By John Milton
Two Things I Liked About Paradise Lost:
1. Finishing it
2. Being able to say I've read it
I have been SO negligent of this blog this year. It's disappointing. I don't like not posting very much. Among other things, I could use the regular writing outlet and practice. But I just... kind of don't have time. Sophomore year has been vastly more time consuming than freshman year. It's all I can do to get my homework done well and in a timely manner, with enough down-time so as not to spiral into a quicksand pit of stress. But I'll do what I can to keep this up! Even though I don't have many readers, this blog is important to me. I like having the record of what I've read and what I've thought about it.

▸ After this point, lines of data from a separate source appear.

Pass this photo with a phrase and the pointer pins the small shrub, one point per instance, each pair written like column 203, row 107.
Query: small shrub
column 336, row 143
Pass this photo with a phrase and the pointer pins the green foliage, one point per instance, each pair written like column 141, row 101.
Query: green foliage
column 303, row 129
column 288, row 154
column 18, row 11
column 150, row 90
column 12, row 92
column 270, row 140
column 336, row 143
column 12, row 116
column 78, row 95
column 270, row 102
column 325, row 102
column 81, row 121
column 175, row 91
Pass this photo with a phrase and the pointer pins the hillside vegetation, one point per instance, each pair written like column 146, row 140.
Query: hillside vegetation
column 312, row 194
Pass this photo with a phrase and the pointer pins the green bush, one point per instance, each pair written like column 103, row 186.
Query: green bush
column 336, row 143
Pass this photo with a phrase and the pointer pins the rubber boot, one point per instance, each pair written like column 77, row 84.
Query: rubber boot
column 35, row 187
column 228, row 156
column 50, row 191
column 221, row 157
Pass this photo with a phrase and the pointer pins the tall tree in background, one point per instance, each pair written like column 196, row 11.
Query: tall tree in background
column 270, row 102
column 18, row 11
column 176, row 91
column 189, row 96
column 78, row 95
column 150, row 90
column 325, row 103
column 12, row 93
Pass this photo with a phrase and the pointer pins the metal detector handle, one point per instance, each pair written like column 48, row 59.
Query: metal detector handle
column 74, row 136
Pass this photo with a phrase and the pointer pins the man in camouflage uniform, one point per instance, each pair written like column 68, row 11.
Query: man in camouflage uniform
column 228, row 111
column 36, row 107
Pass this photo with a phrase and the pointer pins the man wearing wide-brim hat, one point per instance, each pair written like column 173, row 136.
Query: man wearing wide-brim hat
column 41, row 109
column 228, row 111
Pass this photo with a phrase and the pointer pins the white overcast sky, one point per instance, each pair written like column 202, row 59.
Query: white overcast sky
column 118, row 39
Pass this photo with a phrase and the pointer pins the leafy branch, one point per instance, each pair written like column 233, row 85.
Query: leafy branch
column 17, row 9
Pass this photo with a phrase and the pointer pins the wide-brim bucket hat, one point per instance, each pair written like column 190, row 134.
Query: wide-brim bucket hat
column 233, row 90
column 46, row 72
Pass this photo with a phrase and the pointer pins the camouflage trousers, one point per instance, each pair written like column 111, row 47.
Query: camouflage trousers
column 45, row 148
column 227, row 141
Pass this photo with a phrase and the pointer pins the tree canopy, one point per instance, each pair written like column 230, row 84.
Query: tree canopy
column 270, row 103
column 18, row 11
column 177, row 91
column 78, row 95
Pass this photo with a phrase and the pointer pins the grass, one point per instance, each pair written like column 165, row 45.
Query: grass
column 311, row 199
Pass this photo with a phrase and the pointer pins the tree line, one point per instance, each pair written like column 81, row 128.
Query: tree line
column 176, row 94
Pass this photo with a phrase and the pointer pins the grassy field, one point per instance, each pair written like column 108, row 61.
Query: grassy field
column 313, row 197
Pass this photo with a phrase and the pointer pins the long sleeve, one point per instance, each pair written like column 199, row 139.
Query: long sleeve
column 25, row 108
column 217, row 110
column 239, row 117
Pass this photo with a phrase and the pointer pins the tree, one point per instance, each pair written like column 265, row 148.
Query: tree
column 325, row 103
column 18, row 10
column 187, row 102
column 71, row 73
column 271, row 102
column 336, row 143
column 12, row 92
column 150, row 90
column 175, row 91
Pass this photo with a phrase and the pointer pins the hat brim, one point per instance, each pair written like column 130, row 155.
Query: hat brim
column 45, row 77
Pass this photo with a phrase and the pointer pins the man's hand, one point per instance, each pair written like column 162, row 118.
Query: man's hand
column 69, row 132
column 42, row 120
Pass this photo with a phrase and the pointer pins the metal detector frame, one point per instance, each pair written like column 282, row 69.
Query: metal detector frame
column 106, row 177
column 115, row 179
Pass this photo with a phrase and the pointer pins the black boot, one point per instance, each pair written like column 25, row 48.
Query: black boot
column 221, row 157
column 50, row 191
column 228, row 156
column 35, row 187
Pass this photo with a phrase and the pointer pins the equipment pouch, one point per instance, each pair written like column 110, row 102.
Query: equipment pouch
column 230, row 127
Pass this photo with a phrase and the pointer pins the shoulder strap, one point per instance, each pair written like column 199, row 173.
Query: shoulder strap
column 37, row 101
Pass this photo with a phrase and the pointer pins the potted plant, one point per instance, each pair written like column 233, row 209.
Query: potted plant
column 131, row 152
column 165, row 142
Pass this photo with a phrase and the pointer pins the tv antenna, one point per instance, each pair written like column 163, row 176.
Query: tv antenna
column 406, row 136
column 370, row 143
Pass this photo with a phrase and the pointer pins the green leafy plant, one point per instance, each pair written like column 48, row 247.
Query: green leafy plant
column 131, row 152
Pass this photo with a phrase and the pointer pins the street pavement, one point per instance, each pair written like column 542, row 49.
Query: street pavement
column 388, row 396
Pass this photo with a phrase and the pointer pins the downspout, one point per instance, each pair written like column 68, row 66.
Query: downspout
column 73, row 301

This review is going to be a quickie. I just wanted to get something new up! So. Paradise Lost. Many of you have probably been subjected to this book in either high school or college. That's certainly why I read it, though at times I considered bailing on the effort and succumbing to Sparknotes. (But my academic and bibliophiliac conscience wouldn't let me.) I wanted to give this book one star because it was such a long and unenjoyable slog, but I felt like I shouldn't totally slam it just because it wasn't my taste. I mean, there is some merit to it. Why else would it have withstood the test of time to become one of the most reputable epic poems in the Western canon? Why else indeed.
I feel like I can sum up Paradise Lost in two words: Bible fanfiction. Milton retells the story of Adam and Eve's fall from Eden - starring Satan, and beginning with his fall from Heaven. This poem has everything a good (by which I mean terrible) fanfiction has: sensationalism, revenge, sexual escapades, interpersonal drama not found in the original story... You name it, Paradise Lost has got it. Which is amusing to discuss, but not as amusing as it sounds to read. Milton's language is extravagant and excessively rife with allusions that you may or may not get (in lecture we were told Milton was the most learned man of his time, something which he seems eager to show off), making the poem incredibly dense and arduous to read. His sentences span so many lines that by the end you can't remember what the subject and verb were, and thus have to read the entire thing again.
In short: Not my idea of a good time.
Conversation Starter: Have you ever been subjected to Paradise Lost? If so, what was your experience reading it?